Chimes at Midnight (1966)

Arguably Orson Welles’ finest hour as a director and actor, this resurrected masterpiece remains to be one of cinema’s most extraordinary adaptations of Shakespeare. 

Rating: 5 out of 5.

Dir. Orson Welles
1966 | Spain | Drama/Comedy | 116 mins | 1.66:1 | English
Not rated – likely to be PG13 for some violence

Cast: Orson Welles, Keith Baxter, Jeanne Moreau, John Gielgud, Margaret Rutherford
Plot: On the brink of Civil War, King Henry IV attempts to consolidate his reign while dealing with his son’s neglect of his royal duties. Hal, the young Prince, openly consorts with Sir John Falstaff.
Awards: Won 20th Anniversary Prize, Technical Grand Prize & Nom. for Palme d’Or (Cannes)
Source: Mr Bongo Worldwide Ltd

Accessibility Index
Subject Matter: Moderate
Narrative Style: Slightly Complex
Pace: Slightly Slow
Audience Type: Slightly Arthouse

Viewed: Criterion Blu-ray
Spoilers: No


There have been great screen adaptations of Shakespeare for as long as the medium existed, and then there is Chimes at Midnight, resurrected from the ashes of poor distribution, mixed critical reception and shoddy quality (its out-of-sync soundtrack was infamously a major problem) into what is thought now by a growing number of film historians and critics as arguably Orson Welles’ finest hour as a director and actor (yes, forget about Citizen Kane). 

At just under two hours, Welles managed to economically combine portions from not one, but five (!) of Shakespeare’s texts, including ‘Henry IV’, ‘Henry V’ and ‘Richard II’, into a coherent tale involving at its core, Falstaff, a recurring character in these texts who is played by Welles to bulging belly perfection. 

The main gist of Chimes at Midnight centers on Falstaff’s ‘false father’ relationship with the unruly Prince Hal (Keith Baxter), who is waiting in line to succeed the disapproving but increasingly ill King Henry IV. 

“There lives not three good men unhanged in England, and one of them is fat and grows old.”

The film is most notable for the Battle of Shrewsbury sequence that occurs midway through, which could be the most extraordinary depiction of brutal medieval warfare ever presented in the form of a dynamic rhythmic montage (you really need to see it to believe it). 

Chimes at Midnight can be seen as an artistic interplay between the cinematic (montage, long takes, etc.) as well as the theatrical (text, performance and mise-en-scene as purely realised for the stage), which very much captures the spirit of Welles as a renegade and obsessively Shakespearean filmmaker. 

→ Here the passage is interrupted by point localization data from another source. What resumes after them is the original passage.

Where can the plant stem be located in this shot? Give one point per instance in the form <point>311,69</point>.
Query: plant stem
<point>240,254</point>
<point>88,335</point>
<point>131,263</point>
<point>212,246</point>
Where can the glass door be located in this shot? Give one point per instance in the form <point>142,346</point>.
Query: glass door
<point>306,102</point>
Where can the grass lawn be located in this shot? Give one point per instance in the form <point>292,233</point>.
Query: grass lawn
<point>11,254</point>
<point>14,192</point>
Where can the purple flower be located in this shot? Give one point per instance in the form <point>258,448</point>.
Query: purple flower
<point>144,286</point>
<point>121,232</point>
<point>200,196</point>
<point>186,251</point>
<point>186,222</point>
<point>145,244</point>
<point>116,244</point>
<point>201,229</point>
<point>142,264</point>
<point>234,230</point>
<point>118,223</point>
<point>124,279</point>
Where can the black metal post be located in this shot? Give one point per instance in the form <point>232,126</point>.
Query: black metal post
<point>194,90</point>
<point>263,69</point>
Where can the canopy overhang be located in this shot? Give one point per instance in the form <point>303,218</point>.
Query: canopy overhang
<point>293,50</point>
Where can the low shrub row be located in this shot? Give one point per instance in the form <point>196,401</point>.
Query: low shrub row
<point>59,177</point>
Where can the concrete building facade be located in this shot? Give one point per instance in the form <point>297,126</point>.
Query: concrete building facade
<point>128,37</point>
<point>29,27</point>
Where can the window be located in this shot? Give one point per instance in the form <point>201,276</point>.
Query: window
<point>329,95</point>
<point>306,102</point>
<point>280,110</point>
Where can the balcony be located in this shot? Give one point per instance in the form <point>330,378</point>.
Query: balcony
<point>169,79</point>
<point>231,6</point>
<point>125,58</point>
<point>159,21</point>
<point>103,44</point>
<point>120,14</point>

There is boisterous comedy and gutsy drama in equal measure, and I suspect the film will get even better with repeated viewings, especially for cinephiles who are not at all into Shakespeare (I confess I’ve never read any of the Bard’s famous texts).  Having seen it twice now, I would very much consider Chimes at Midnight to be Welles’ magnum opus.